Вдоль позиций замерли по стойке «смирно» артиллеристы. Не отвечая их командиру, я прошел мимо него к ближайшей 203-мм гаубице Б4. Знаменитой «Сталинской кувалде».

Все пятнадцать человек ее расчета затаили дыхание. Я похлопал ладонью в кожаной перчатке по покрытому изморозью орудийному замку, затем заглянул в панорамный прицел в морозное марево сопредельной территории.

— Командир орудия, — бросил я, не отрываясь от прицела.

— Я! — отозовался тот, делая шаг вперед. — Отделенный командир Иванцов.

— Как будете действовать, уничтожая ДОТ противника, товарищ Иванцов?

— Первое — пристрелка и вскрытие цели для уточнения координат ДОТа и его уязвимых точек.
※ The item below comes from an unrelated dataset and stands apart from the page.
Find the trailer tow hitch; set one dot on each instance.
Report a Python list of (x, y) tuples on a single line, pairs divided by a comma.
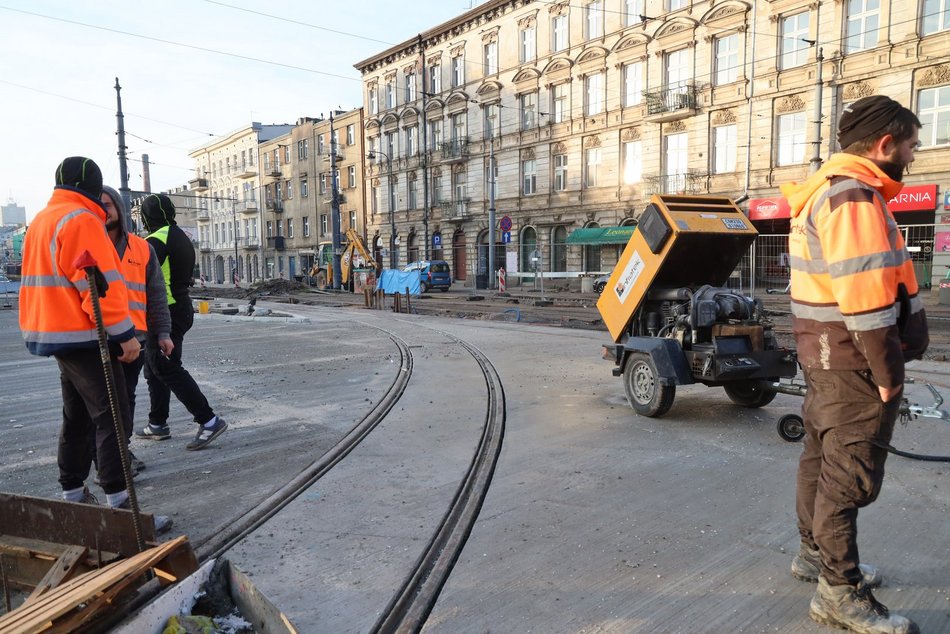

Второе — разбивка «подушки» ДОТа осколочно-фугасными снарядами, для разрушения грунта и бетона вокруг укрепления, чтобы обнажить его основные конструкции. Третье — применение бетонобойных снарядов, для пробития стен и уничтожения внутренних конструкций ДОТа.

— Правильно, — одобрил я. — Я бы только внес небольшую поправку. Координаты цели лучше уточнить с помощью разведки. — Я ткнул пальцем в конкретную точку на схеме ДОТа, которую достал из планшета. — И сразу бить по амбразурам для ведения фланкирующего огня. Неплохо бы завалить их после третьего— шестого залпа, старлей. Прямой наводкой. С дистанции восемьсот метров.

— Есть завалить с дистанции восемьсот метров, товарищ комкор! — откликнулся командир расчета.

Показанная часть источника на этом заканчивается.